Acquiring a new asset or business entails risk, but private equity fund managers, corporate executives, risk managers, and other stakeholders can mitigate some of the uncertainty with the right kind of contractual protections in the underlying purchase agreement. Participants in mergers and acquisitions (M&A) are also increasingly using representations and warranties (W&I or warranty and idemnity insurance).
Marsh’s team of experienced transactional risk professionals can help you build effective W&I insurance policies to protect against unintended contractual misrepresentations made during negotiations of corporate M&A transactions. We can help you build programs that enable you to shift a significant portion of your transactional risk to an insurer rather than retaining it on your balance sheet.
Benefits for Buyers and Sellers
Once considered a specialty insurance product for which there was little demand, R&W insurance is now a commonplace feature in the global M&A landscape. Standard practice in most auction processes is for sellers to instruct buyers to obtain R&W insurance as part of the purchase agreement negotiations.

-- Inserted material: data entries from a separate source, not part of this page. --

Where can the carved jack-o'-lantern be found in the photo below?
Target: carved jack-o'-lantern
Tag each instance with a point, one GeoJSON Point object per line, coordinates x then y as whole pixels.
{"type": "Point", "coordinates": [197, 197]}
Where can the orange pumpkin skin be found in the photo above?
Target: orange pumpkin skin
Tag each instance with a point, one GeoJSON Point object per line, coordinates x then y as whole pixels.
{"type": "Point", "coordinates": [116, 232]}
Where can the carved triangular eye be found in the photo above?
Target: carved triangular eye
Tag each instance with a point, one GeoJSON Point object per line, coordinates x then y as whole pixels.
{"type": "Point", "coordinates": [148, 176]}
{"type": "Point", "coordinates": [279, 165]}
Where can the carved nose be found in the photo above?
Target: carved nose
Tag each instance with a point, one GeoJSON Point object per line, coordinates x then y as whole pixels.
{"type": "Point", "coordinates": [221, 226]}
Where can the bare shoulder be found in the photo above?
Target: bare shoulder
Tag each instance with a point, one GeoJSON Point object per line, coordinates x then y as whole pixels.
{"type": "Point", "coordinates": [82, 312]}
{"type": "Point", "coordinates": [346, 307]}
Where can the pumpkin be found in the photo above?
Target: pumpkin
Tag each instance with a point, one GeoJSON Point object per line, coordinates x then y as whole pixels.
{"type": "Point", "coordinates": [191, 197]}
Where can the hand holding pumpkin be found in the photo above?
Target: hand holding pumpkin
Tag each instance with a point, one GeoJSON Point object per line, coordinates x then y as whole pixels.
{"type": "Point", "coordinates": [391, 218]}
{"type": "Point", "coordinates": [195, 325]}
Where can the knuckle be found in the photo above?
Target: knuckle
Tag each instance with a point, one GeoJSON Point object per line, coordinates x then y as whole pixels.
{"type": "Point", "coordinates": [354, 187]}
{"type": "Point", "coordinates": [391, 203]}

R&W insurance generally provides coverage for all representations and warranties of a target company or seller(s) contained in an M&A purchase agreement. The policy protects an insured against financial loss — including defense costs — resulting from breaches of such representations and warranties. This type of insurance can be used by public and private organizations in both traditional change of control transactions and non-control, minority investments.
The vast majority of W&I insurance policies are issued to buyers. However, either party — but not both — can be insured and can benefit from coverage.